Synthetic polymers in enhanced oil recovery – from molecular behaviour to bulk properties
Synthetic polymers such as partially hydrolysed polyacrylamide (HPAM) are the most commonly used polymers for enhanced oil recovery applications. The implementation of polymer EOR methods is challenging, since several inherent and external parameters govern polymer behaviour. Understanding the polymer at a molecular level helps understanding its bulk properties. This literature review focusses on the (non-Newtonian) rheological properties of synthetic polymers as a result of molecular properties and the influence of external parameters. The inherent molecular parameters include molecular weight distribution, charge distribution, monomer composition and monomer types.

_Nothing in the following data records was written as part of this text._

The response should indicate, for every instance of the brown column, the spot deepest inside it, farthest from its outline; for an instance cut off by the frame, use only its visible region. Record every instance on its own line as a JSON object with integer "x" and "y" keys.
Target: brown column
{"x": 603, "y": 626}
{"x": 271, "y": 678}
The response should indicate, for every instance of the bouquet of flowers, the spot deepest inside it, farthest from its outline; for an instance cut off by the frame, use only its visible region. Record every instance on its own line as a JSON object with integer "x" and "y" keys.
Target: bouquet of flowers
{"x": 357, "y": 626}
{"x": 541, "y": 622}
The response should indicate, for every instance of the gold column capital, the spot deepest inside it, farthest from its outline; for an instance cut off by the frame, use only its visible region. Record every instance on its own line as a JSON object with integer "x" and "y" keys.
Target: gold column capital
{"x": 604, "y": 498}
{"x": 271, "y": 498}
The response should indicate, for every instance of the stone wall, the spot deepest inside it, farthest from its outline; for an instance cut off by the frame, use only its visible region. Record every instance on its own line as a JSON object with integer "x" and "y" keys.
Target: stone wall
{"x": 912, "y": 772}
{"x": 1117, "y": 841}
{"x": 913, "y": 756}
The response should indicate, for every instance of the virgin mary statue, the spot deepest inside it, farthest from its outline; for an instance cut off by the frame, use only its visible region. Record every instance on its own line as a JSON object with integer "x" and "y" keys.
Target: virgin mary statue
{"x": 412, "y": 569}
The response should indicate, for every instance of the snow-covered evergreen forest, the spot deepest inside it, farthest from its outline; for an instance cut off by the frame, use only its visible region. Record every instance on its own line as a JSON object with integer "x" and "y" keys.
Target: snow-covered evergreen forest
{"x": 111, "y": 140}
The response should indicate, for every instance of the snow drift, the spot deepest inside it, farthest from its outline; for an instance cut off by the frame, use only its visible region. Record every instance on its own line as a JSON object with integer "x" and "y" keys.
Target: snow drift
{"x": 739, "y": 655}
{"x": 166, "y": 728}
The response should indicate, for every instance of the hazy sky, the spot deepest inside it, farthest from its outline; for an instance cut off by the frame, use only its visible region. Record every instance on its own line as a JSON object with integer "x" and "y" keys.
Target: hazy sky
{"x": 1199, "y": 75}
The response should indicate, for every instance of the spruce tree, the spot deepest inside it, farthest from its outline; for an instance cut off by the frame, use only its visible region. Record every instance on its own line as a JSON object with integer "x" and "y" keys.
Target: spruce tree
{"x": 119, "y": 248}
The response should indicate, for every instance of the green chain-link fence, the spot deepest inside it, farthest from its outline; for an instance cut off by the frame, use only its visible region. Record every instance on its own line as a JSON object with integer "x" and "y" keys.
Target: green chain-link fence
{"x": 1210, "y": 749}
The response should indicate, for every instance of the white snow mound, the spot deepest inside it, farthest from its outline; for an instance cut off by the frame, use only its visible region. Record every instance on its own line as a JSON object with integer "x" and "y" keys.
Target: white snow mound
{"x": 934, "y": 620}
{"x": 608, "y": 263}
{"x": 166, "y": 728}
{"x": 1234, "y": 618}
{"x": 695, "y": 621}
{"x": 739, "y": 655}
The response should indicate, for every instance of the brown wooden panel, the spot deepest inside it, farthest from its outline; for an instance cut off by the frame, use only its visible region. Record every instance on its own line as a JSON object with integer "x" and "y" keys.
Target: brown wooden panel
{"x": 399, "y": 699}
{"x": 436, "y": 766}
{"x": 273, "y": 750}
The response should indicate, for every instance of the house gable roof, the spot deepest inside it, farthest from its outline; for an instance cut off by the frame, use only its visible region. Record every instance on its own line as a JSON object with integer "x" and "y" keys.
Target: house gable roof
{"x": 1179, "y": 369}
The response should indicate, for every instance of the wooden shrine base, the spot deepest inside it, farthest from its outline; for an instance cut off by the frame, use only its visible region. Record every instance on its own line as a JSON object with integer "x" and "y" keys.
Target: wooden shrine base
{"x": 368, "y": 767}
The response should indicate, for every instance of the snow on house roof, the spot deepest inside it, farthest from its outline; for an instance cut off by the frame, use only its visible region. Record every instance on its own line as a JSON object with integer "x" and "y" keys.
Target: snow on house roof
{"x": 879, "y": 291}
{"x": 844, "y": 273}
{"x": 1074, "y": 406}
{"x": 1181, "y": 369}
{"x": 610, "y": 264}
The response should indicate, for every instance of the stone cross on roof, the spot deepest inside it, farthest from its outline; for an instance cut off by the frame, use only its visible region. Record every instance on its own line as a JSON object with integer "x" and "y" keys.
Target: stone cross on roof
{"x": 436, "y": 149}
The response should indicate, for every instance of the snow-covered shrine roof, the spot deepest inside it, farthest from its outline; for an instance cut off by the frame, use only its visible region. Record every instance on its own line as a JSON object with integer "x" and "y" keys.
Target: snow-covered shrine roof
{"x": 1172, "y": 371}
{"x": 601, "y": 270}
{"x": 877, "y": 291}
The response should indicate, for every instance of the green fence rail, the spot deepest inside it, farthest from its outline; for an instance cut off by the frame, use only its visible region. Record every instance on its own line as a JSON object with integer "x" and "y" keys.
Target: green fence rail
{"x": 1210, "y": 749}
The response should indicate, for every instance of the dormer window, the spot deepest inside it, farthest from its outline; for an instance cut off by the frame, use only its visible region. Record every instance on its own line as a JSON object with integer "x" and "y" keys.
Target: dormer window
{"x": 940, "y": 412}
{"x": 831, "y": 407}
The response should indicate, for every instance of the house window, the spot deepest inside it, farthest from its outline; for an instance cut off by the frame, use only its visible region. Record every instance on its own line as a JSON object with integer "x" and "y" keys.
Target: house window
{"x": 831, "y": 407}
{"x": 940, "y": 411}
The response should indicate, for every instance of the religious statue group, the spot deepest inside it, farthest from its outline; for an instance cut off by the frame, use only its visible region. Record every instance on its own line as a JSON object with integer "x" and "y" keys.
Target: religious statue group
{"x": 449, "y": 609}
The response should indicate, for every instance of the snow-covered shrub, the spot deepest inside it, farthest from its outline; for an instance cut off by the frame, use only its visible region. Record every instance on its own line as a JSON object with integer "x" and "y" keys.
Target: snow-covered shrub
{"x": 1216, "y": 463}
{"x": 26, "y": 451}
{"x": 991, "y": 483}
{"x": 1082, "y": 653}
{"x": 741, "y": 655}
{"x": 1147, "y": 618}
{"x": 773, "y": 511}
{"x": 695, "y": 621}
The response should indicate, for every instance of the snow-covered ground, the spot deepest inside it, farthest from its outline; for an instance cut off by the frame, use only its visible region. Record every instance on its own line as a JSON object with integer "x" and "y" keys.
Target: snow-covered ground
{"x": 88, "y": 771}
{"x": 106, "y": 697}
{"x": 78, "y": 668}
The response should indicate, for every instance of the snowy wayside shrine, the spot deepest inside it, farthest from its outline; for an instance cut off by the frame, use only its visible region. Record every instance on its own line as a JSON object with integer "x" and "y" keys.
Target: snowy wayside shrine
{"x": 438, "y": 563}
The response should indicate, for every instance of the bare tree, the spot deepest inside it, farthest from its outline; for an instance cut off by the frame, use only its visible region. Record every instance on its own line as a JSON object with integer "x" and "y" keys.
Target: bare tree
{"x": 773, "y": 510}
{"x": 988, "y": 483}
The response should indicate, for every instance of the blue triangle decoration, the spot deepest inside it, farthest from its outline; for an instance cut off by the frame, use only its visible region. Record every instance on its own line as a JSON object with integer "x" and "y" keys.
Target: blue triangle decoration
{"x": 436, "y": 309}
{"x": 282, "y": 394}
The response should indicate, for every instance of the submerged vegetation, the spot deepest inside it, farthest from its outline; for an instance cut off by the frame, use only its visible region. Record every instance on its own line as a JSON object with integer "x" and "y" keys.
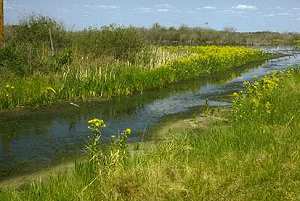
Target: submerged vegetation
{"x": 43, "y": 64}
{"x": 254, "y": 156}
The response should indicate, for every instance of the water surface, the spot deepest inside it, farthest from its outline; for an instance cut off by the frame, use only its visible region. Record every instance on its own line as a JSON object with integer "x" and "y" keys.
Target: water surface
{"x": 36, "y": 139}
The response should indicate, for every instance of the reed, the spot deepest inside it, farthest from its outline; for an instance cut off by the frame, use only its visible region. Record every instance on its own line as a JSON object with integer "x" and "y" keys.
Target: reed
{"x": 87, "y": 79}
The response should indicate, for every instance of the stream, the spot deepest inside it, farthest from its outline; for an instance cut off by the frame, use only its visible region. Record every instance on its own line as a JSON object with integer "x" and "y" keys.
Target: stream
{"x": 44, "y": 137}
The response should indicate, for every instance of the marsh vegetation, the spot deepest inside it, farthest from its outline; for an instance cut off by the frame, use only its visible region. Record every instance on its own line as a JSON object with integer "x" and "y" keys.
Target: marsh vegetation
{"x": 251, "y": 152}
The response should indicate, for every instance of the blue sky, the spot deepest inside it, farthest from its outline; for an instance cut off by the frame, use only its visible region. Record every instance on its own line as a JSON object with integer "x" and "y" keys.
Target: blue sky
{"x": 244, "y": 15}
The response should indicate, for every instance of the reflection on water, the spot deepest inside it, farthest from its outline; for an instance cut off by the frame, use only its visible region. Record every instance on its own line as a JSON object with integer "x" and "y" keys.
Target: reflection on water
{"x": 37, "y": 139}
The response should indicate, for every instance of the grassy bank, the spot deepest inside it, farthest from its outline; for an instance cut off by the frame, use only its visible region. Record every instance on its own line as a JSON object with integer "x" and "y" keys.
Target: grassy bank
{"x": 86, "y": 78}
{"x": 253, "y": 156}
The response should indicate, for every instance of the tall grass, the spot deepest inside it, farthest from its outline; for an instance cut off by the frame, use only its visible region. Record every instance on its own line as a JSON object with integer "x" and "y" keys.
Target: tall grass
{"x": 255, "y": 156}
{"x": 87, "y": 79}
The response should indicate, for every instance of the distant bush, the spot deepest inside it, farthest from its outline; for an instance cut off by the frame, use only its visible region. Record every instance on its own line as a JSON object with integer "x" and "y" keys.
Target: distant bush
{"x": 121, "y": 43}
{"x": 36, "y": 30}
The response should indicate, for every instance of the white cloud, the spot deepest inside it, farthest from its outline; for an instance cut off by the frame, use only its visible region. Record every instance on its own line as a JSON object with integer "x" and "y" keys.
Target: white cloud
{"x": 143, "y": 10}
{"x": 245, "y": 7}
{"x": 164, "y": 5}
{"x": 284, "y": 14}
{"x": 270, "y": 15}
{"x": 209, "y": 7}
{"x": 162, "y": 10}
{"x": 108, "y": 6}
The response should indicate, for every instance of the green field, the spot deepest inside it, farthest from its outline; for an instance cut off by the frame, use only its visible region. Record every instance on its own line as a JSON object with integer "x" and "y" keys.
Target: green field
{"x": 89, "y": 79}
{"x": 252, "y": 154}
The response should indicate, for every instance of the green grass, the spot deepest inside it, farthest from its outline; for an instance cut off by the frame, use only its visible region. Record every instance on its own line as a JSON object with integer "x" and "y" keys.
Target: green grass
{"x": 89, "y": 79}
{"x": 254, "y": 156}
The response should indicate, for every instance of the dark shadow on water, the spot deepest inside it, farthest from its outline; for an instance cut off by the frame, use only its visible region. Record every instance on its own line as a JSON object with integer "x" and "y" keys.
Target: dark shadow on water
{"x": 40, "y": 138}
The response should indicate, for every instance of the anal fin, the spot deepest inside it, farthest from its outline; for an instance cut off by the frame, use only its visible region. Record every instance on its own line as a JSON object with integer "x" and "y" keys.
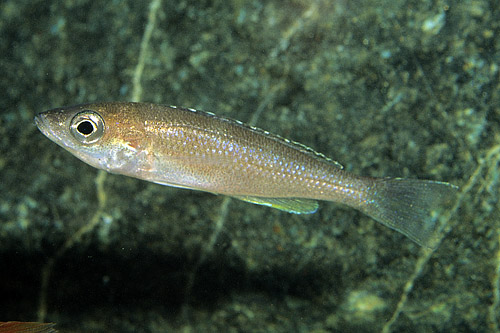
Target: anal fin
{"x": 290, "y": 205}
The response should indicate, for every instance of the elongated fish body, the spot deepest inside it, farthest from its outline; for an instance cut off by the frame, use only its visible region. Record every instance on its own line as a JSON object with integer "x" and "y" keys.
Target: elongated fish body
{"x": 201, "y": 151}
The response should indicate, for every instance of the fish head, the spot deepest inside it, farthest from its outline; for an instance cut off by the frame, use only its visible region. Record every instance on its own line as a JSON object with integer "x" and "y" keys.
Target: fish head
{"x": 102, "y": 135}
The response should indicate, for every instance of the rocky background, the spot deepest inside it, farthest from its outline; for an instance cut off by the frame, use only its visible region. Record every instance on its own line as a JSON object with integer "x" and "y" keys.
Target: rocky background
{"x": 387, "y": 88}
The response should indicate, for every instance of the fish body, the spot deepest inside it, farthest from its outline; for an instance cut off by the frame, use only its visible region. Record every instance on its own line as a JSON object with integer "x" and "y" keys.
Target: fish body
{"x": 201, "y": 151}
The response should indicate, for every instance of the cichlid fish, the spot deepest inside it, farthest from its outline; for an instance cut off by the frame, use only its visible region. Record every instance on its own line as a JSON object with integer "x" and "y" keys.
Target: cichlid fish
{"x": 200, "y": 151}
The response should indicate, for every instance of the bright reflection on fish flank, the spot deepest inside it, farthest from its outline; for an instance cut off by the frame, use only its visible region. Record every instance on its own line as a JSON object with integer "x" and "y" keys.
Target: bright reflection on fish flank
{"x": 200, "y": 151}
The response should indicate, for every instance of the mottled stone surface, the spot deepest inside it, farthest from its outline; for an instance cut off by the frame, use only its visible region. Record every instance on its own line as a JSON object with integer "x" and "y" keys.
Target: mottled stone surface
{"x": 394, "y": 88}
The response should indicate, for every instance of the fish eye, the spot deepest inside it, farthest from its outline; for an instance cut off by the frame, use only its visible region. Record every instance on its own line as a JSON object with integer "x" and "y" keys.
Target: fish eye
{"x": 87, "y": 127}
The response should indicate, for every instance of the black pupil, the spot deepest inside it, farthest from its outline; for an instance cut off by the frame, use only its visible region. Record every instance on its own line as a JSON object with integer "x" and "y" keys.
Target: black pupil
{"x": 85, "y": 127}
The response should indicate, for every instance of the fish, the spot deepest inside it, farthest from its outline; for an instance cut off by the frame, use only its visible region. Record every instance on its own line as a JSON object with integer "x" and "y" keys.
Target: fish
{"x": 28, "y": 327}
{"x": 192, "y": 149}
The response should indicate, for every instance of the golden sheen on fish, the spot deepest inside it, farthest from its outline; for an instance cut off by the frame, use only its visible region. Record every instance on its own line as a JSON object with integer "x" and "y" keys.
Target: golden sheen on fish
{"x": 201, "y": 151}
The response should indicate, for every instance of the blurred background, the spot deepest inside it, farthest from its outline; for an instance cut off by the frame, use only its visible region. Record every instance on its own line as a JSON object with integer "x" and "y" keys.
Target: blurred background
{"x": 387, "y": 88}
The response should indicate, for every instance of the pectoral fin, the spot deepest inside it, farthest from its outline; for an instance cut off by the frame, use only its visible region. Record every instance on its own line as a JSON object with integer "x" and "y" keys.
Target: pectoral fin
{"x": 290, "y": 205}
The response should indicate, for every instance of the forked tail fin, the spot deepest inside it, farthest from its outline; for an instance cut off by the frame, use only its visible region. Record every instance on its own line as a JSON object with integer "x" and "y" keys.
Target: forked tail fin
{"x": 410, "y": 206}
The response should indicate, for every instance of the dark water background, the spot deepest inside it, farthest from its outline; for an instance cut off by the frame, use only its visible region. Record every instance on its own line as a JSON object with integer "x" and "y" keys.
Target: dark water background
{"x": 388, "y": 88}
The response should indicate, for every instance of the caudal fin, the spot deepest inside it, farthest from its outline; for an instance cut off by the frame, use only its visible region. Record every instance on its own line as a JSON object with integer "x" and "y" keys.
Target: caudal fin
{"x": 410, "y": 207}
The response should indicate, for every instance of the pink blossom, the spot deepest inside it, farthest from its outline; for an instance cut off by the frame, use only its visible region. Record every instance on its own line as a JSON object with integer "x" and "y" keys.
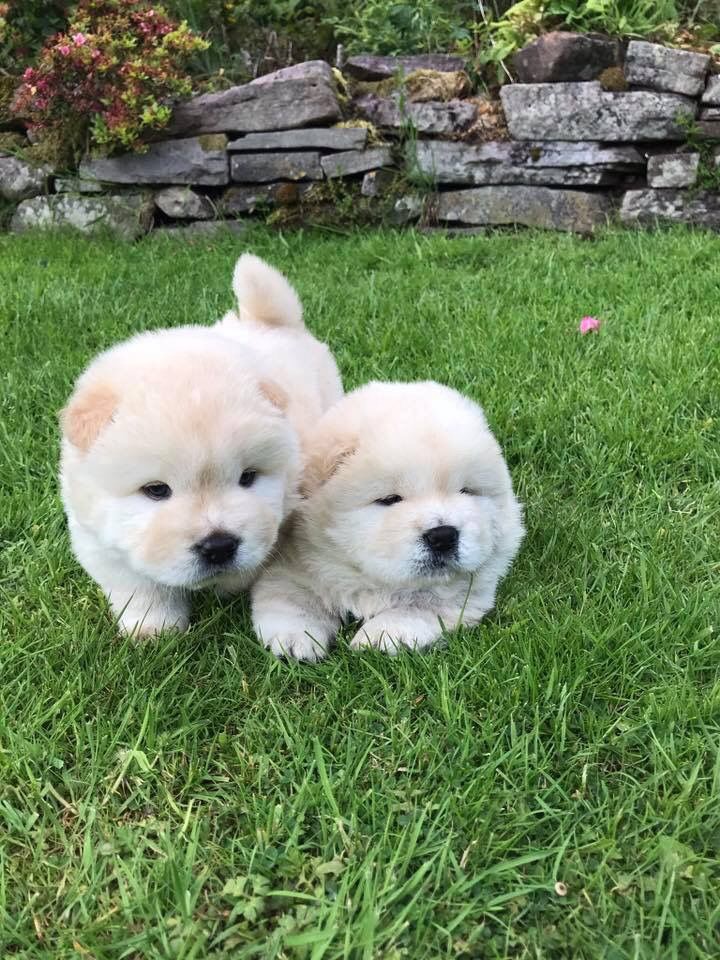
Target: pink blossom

Environmental parameters, which can influence the rheological behaviour, are temperature, pressure, salinity (mono- and di-valent ions), shear flow, extensional flow, degradation (mechanical/ chemical) and reservoir rock type.
- Provide detailed information on the molecular structure of HPAM (co-polymer and sulfonated ter-polymer).
- Description of the reported non-newtonian bulk behavior of HPAM polymer (co-polymer and sulfonated ter-polymer).
- Description of the reported influence of inherent molecular parameters on the rheological behavior.
- Description of the influence of environmental parameters on the rheological behavior
- J. J. Sheng, Modern Enhanced Oil Recovery, 2011, Elsevier
- T. Schröder, Rheologie der Kunststoffe, 2018, Carl Hanser Verlag München
- D. Wever, F. Picchioni, A. Broekhuis, Polymers for enhanced oil recovery: A paradigm for structure-property relationship in aqueous solution, 2011, Progress in Polymer Science
Additional relevant literature sources are to be included by the student.